Le Chiese : San Giuseppe Moscati

Date a Cesare quello che è di Cesare e a Dio quello che è di Dio

di don Salvatore De Pascale
Il 16 Ottobre della Liturgia Romana e il 15 delle strade romane

Da molti Cristo ancora oggi è visto come il primo rivoluzionario della storia, impropriamente è ritenuto l’antesignano, il pioniere delle moderne insurrezioni civili. Ritengo che sia illuminante la pagina del Vangelo ascoltata domenica scorsa nelle chiese (Matteo 22,15-21) per tentare di cogliere come il Suo messaggio superi enormemente qualsivoglia accostamento o paragoni.

Il Vangelo del 16 Ottobre scorso poneva un quesito rivolto a Cristo da parte dei farisei, un quesito drammaticamente attuale anche per le nostre coscienze: “E’ lecito o no pagare il tributo a Cesare?”, alias “è giusto pagare le tasse?”. Ad essi Cristo risponde con il famoso aforisma: “Date a Cesare quello che è di Cesare e a Dio quello che è di Dio”.
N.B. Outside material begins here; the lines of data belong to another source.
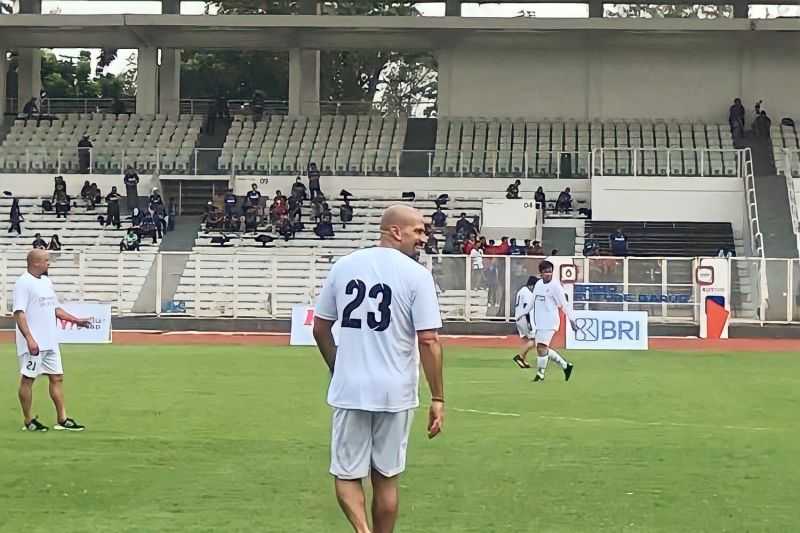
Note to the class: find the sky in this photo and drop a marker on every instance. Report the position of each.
(431, 10)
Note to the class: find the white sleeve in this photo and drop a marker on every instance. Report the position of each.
(561, 300)
(425, 312)
(326, 301)
(21, 296)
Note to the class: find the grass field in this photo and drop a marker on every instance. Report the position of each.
(228, 439)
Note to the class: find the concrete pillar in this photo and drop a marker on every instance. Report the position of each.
(3, 77)
(29, 75)
(304, 82)
(147, 81)
(741, 9)
(169, 81)
(596, 9)
(452, 8)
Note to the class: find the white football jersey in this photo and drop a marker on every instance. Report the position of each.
(523, 303)
(547, 299)
(381, 298)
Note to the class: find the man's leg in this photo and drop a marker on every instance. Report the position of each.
(57, 395)
(350, 494)
(384, 502)
(26, 397)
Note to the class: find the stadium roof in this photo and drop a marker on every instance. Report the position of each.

I fatti di Sabato scorso a Roma, 15 Ottobre, primi vespri della Domenica, si sono intrecciati per puro ‘caso’ con le parole di Cristo. Quello che è avvenuto a Roma è inimmaginabile in uno stato di diritto, di cultura e di fede cristiana come l’Italia.

Queste due pagine, quella liturgica e quella drammatica delle strade romane, così distanti ma così vicine allo stesso tempo, mi hanno spinto a scrivere queste righe. Una sorta di quinto evangelo, quello della storia, che si è consumato in piazza San Giovanni in Laterano, che dobbiamo saper leggere, commentare, interpretare proprio alla luce della sapiente riposta di Cristo ai farisei.

Innanzitutto Gesù c’insegna a non rispondere mai direttamente alle domande specie se tendenziose. Lascia che sia l’interlocutore stesso a darsi una risposta. Al quesito: “è lecito pagare il tributo?” invita i farisei a guardare alla moneta e all’iscrizione impressa su di essa. Ed essi vi trovano la risposta: “Cesare”.

Ora noi tutti sappiamo chi fosse Cesare, potente imperatore romano, e lo sapeva altresì anche lo stesso Cristo. Sapeva bene che un suo governatore fidato, un certo Ponzio Pilato, sarebbe stato il suo carnefice. Cristo avrebbe potuto glissare alla domanda tendenziosa in modo aulico facendo riferimento alla legge antica: “Cosa vi trovi scritto: Non avrai al Dio al di fuori di me, non ti fare idolo alcuno”. I farisei, sapienti esperti delle Scritture, nulla avrebbero potuto obiettare a tale sapienza. Ma Cristo ha voluto prendere posizione, non si è tirato indietro. Ha scelto la trincea, il campo duro e delicato della politica dei suoi tempi, nelle vene della sua storia. Ha scelto il confronto, e ha risposto profeticamente: “Date a Cesare quello che è di Cesare”.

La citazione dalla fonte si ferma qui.